Mary Campbell has been named the 2015 recipient of the Grabill-Homan Community Peace Prize from the Illinois State University Peace and Conflict Resolution Studies Program. The award recognizes individuals in Bloomington-Normal for achievements in peacemaking, leadership, initiative, activism, and inspiration within the community.
Campbell is an Illinois State University social work professor emerita with more than 30 years of teaching experience. Throughout her teaching career she has worked to expose students to real world issues of poverty, homelessness, and social injustice. In addition to addressing those issues in the classroom, Campbell has led students on community service-learning projects and alternative spring break trips to provide supportĀ for homeless shelters in Chicago, impoverished areas of Appalachia, and hurricane-ravaged neighborhoods in New Orleans. Through those experiences, Campbell has helped her students to see others within their larger social contexts.

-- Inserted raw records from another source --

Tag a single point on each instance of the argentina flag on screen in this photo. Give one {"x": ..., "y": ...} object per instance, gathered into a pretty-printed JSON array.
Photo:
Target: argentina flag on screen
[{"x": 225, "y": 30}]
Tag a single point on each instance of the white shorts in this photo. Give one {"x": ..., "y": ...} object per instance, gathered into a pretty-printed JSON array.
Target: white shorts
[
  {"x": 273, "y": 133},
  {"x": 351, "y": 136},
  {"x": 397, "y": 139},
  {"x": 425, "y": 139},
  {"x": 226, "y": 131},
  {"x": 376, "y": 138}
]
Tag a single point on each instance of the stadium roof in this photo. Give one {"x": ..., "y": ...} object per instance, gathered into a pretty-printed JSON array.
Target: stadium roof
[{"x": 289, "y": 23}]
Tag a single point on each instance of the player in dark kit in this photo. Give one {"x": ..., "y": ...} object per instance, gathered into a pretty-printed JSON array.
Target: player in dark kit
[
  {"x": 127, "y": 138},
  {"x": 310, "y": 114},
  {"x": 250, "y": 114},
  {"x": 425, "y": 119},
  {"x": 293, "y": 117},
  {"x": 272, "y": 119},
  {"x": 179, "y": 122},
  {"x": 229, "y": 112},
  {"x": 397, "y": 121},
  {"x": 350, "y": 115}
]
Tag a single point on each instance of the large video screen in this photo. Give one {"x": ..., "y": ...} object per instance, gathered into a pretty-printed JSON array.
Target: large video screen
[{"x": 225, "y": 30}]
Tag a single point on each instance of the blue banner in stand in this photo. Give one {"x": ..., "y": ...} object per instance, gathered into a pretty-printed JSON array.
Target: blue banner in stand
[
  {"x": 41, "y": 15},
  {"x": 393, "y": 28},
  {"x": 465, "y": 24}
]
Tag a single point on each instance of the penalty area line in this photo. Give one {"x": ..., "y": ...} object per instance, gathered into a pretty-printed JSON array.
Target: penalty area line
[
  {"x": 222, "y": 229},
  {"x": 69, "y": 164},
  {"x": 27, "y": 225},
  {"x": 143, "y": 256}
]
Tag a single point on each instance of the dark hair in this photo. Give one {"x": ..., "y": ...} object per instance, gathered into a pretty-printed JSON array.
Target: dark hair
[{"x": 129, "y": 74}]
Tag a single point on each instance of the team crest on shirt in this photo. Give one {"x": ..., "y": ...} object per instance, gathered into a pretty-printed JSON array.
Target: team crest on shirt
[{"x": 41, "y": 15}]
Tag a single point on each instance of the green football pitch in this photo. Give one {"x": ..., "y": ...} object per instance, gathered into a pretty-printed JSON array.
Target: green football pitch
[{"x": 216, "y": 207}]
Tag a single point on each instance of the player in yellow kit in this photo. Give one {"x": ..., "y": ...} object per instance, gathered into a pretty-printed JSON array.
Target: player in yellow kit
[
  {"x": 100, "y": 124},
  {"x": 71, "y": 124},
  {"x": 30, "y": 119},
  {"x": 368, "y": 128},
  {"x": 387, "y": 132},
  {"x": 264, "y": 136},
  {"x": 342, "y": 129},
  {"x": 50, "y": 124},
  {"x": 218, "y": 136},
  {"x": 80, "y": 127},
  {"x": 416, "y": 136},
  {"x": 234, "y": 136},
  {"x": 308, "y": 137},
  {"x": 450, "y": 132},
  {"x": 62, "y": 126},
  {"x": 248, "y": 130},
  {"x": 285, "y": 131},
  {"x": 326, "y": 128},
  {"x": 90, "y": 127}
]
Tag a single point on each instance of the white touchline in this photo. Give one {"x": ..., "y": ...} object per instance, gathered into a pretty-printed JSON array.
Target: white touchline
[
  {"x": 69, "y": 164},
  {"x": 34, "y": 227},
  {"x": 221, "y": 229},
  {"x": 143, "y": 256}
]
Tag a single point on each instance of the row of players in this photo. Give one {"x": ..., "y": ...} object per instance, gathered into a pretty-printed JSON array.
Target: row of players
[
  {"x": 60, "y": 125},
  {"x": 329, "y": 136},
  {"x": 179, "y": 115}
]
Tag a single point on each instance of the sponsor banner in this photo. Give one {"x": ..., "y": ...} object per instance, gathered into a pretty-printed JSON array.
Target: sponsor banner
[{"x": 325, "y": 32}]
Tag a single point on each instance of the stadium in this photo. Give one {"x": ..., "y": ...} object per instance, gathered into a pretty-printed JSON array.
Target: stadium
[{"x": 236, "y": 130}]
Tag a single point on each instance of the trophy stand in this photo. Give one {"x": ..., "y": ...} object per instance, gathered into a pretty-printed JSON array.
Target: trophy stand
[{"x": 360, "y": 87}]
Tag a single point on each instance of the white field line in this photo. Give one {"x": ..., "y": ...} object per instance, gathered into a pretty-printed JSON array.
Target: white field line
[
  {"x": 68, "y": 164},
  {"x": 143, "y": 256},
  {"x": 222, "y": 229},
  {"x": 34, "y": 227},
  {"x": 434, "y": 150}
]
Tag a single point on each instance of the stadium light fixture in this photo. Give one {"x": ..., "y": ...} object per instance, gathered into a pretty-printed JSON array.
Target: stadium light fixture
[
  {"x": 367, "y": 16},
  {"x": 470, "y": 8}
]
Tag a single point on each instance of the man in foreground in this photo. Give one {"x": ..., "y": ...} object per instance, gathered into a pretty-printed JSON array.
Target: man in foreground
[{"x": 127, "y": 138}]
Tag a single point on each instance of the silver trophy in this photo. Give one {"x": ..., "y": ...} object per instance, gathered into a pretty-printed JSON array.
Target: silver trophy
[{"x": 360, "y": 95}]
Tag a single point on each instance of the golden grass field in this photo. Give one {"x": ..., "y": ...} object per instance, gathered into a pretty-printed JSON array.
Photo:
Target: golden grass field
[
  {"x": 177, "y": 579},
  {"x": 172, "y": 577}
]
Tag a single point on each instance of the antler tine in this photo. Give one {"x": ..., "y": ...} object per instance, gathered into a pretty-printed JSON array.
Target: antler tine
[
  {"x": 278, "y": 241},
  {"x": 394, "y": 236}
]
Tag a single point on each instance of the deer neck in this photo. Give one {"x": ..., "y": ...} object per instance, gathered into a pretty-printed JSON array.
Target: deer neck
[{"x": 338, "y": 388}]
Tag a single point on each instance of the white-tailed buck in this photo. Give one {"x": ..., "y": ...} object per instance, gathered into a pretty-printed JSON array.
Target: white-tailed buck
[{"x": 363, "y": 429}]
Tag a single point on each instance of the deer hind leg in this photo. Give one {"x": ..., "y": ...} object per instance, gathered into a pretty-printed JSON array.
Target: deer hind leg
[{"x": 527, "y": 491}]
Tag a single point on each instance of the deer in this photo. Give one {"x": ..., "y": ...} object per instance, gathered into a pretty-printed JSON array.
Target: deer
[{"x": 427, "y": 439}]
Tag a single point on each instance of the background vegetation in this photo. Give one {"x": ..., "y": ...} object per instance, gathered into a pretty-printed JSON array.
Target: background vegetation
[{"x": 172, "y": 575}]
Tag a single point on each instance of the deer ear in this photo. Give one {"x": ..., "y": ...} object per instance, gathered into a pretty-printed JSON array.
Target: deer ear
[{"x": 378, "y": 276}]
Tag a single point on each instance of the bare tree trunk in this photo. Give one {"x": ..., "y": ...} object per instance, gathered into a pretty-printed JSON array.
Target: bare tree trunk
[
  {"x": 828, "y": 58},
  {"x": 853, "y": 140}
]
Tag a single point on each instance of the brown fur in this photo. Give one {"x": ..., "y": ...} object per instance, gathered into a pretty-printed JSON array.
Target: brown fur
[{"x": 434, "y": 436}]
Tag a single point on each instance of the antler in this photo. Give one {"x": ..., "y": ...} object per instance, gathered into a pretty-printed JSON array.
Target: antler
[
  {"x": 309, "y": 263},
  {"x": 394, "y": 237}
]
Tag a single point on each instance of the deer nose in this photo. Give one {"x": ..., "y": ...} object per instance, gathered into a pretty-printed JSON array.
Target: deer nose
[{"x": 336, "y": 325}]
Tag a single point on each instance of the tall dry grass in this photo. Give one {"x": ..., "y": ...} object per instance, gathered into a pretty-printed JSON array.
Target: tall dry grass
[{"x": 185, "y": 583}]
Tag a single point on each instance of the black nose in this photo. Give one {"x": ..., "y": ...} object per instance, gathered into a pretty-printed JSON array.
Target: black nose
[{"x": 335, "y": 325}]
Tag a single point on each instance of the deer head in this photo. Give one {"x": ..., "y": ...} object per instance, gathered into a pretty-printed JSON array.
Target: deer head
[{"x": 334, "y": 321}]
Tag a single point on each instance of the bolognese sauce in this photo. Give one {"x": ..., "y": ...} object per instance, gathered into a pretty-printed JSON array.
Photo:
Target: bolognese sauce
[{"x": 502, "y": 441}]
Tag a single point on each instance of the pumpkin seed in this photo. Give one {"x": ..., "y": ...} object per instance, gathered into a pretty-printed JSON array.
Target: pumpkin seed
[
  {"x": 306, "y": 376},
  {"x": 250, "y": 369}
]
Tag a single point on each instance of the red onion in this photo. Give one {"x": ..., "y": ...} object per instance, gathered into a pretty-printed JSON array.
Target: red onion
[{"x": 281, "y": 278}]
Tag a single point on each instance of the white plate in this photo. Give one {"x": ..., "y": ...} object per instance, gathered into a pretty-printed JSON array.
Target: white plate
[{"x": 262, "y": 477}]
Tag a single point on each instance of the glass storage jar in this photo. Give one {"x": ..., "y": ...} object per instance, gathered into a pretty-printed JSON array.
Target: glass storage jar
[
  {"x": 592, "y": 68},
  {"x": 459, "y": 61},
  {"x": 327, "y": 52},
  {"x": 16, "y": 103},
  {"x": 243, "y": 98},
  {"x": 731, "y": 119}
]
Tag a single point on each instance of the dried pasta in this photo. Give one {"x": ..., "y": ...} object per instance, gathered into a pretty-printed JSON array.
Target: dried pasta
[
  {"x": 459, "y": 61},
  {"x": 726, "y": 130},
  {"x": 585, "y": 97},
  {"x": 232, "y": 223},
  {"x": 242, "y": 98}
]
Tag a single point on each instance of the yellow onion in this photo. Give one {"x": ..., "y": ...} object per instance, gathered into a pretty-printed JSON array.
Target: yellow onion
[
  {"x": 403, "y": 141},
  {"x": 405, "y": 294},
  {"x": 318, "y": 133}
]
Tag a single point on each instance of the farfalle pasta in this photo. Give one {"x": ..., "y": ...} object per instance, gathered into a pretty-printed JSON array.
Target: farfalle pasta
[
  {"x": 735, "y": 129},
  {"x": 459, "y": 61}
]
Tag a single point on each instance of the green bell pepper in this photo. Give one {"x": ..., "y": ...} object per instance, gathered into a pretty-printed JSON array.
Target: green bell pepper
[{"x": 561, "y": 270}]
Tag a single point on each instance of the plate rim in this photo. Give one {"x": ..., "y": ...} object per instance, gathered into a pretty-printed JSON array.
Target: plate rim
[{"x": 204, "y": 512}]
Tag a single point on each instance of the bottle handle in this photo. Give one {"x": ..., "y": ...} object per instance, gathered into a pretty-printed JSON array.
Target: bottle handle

Campbell is a co-founder and co-director of the board of Labyrinth Outreach Services to Women, which provides direct counseling services to women released from jail or prison. Labyrinth assists women in securing housing, medical, education, job training, and family support services. Campbell is active in the Friends Forever organization that promotes cultural understanding by bringing together Muslim and Jewish youth from Israel. She is also involved in a number of environmental projects, has helped to establish the M.J. Rhymer Nature Preserve, and is a regular volunteer at the Sugar Grove Nature Center.
The Grabill-Homan Community Peace Prize is named for Joseph L. Grabill and Gerlof D. Homan, Illinois State emeritus professors of history, who helped to establish the University’s interdisciplinary Peace and Conflict Resolution Studies Program. The prize includes a plaque and a monetary donation to an established scholarship or program at Illinois State chosen by the recipient.